A Bahia do PT é considerada a mais violento do Brasil.
Entre as figuras mais “polêmicas” do governo está Felipe Freitas, militante de extrema-esquerda radical, líder petista na Bahia e secretário de Justiça e Direitos Humanos além de braço direito do governador. Conhecido por sua postura radicalmente oposta à labor da Polícia Militar da Bahia, Freitas frequentemente responsabiliza os próprios militares pela escalada da violência.

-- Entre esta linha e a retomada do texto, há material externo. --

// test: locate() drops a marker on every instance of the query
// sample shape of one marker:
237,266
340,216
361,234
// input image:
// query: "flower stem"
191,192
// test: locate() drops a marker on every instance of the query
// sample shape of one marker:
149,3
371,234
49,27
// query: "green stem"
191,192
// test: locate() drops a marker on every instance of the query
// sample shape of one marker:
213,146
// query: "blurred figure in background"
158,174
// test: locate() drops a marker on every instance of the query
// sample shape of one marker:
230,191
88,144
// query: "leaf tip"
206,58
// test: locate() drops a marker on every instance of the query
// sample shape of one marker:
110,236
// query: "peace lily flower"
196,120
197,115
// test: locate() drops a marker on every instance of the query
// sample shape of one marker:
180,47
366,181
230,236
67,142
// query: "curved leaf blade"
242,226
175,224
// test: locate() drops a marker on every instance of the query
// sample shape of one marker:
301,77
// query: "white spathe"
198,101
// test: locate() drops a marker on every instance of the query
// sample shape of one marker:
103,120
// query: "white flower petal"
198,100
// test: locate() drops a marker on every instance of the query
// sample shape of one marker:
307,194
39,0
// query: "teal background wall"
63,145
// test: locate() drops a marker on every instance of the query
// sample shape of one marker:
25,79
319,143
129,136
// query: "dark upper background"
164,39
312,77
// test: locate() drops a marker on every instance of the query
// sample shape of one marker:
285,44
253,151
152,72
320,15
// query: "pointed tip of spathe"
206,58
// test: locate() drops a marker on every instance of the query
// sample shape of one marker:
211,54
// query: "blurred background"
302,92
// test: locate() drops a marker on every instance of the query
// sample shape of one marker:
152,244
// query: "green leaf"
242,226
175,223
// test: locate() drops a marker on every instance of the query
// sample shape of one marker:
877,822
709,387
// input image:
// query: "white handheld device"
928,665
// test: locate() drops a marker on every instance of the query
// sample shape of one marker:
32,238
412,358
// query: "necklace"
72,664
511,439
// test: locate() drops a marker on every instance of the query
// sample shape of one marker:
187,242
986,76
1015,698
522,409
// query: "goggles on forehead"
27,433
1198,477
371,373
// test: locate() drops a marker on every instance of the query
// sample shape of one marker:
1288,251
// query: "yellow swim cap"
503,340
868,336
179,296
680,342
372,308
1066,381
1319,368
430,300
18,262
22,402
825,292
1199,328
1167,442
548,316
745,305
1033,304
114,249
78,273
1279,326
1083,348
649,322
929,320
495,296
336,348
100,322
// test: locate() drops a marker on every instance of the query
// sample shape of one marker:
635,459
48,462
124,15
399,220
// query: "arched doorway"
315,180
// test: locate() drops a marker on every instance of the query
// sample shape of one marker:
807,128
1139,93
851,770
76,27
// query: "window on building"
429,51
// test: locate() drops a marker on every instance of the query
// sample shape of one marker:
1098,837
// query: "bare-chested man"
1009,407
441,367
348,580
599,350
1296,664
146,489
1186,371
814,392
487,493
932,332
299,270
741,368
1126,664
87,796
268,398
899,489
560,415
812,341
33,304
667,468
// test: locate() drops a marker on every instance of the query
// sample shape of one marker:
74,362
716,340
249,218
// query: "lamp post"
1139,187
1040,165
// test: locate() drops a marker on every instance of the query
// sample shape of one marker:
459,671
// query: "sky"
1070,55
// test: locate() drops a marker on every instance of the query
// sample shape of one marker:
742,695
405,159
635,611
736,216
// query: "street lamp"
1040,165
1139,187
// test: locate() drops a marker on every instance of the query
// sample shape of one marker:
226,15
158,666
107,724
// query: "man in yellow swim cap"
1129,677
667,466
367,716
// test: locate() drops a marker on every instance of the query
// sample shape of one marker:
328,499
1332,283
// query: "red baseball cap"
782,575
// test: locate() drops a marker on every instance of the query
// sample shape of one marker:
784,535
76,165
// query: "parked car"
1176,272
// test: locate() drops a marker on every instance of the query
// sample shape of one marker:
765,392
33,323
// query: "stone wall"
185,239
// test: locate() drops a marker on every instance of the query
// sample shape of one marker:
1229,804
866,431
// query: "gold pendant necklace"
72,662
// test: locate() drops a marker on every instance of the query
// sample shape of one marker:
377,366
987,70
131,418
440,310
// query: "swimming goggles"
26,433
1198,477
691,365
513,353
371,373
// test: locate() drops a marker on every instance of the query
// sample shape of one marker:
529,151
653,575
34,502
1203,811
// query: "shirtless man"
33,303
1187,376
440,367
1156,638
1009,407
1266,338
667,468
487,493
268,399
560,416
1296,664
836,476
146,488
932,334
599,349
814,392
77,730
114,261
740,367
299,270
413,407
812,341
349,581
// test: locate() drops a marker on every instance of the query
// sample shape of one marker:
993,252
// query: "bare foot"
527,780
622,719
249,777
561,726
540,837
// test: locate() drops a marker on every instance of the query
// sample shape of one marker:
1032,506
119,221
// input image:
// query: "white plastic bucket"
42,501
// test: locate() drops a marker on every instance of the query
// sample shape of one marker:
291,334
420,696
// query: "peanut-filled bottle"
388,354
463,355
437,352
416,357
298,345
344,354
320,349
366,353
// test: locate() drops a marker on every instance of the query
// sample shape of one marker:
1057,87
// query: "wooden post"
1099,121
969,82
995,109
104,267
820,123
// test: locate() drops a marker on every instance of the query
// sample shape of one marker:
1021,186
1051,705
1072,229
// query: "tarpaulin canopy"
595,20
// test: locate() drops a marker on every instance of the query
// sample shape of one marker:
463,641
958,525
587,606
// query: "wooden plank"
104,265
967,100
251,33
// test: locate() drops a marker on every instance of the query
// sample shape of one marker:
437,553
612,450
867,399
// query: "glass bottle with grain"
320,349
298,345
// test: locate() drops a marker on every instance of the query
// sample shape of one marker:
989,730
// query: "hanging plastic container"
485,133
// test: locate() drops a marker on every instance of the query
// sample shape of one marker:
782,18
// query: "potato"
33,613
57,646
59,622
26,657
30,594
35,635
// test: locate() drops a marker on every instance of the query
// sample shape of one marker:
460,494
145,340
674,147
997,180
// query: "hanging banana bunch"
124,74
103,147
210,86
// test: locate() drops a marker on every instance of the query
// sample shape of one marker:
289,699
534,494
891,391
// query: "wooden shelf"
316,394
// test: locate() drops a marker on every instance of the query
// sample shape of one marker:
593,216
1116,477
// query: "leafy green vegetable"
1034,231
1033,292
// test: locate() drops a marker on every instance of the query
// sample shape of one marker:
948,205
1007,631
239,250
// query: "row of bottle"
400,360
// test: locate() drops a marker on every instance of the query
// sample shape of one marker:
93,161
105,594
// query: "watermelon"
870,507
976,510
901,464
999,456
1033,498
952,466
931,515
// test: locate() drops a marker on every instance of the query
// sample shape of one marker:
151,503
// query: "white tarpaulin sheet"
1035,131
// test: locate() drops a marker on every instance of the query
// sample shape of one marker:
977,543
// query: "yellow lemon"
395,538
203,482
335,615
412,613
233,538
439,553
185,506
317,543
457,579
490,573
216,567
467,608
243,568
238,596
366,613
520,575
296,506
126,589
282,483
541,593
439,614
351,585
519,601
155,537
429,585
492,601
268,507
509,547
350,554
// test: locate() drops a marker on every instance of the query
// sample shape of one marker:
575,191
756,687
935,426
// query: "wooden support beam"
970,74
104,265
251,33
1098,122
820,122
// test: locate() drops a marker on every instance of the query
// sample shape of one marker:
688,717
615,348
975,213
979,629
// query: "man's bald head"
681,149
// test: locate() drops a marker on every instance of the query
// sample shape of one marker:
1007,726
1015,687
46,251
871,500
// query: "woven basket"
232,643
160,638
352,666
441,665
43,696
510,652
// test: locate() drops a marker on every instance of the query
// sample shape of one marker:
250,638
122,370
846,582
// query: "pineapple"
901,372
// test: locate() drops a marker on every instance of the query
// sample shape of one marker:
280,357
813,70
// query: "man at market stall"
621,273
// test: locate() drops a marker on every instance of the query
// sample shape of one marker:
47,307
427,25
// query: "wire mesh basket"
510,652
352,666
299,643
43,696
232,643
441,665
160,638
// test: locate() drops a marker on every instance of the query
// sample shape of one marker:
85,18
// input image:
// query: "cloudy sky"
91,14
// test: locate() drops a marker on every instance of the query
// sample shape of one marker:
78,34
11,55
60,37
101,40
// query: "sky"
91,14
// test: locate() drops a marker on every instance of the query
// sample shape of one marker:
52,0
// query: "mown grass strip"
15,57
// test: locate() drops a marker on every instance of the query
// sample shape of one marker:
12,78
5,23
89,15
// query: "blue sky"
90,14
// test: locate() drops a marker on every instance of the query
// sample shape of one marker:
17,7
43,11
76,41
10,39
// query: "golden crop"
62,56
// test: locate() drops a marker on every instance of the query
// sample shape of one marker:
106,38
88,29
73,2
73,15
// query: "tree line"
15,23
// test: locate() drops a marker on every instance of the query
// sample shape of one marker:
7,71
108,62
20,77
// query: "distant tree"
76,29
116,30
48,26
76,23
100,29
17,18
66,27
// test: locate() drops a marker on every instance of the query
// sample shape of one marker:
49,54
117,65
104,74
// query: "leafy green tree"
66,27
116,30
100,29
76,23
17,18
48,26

Recentemente, o secretário celebrou o decreto assinado por Lula que impõe novas regras para o uso da força policial no país. Em suas redes sociais, afirmou que a medida é um passo para “aperfeiçoar a segurança pública”, ao condicionar o repasse de recursos federais à redução da letalidade policial. O petista também destacou a implantação de câmeras corporais nos uniformes da PM baiana como parte das ações para cumprir as diretrizes federais.
Enquanto isso, a realidade vivida pelos baianos é marcada pela falta de armamento adequado e pelo número insuficiente de policiais enfrentando facções criminosas cada vez mais organizadas e violentas. A Bahia lidera o ranking de homicídios no Brasil e tem cidades listadas entre as mais perigosas do mundo.
Críticos apontam que o governo petista ignora a gravidade do cenário e prefere adotar medidas que enfraquecem o trabalho policial.
Felipe Freitas e Jerônimo Rodrigues, alinhados com o discurso federal, parecem mais preocupados em justificar o caos do que em enfrentar a verdadeira raiz do problema.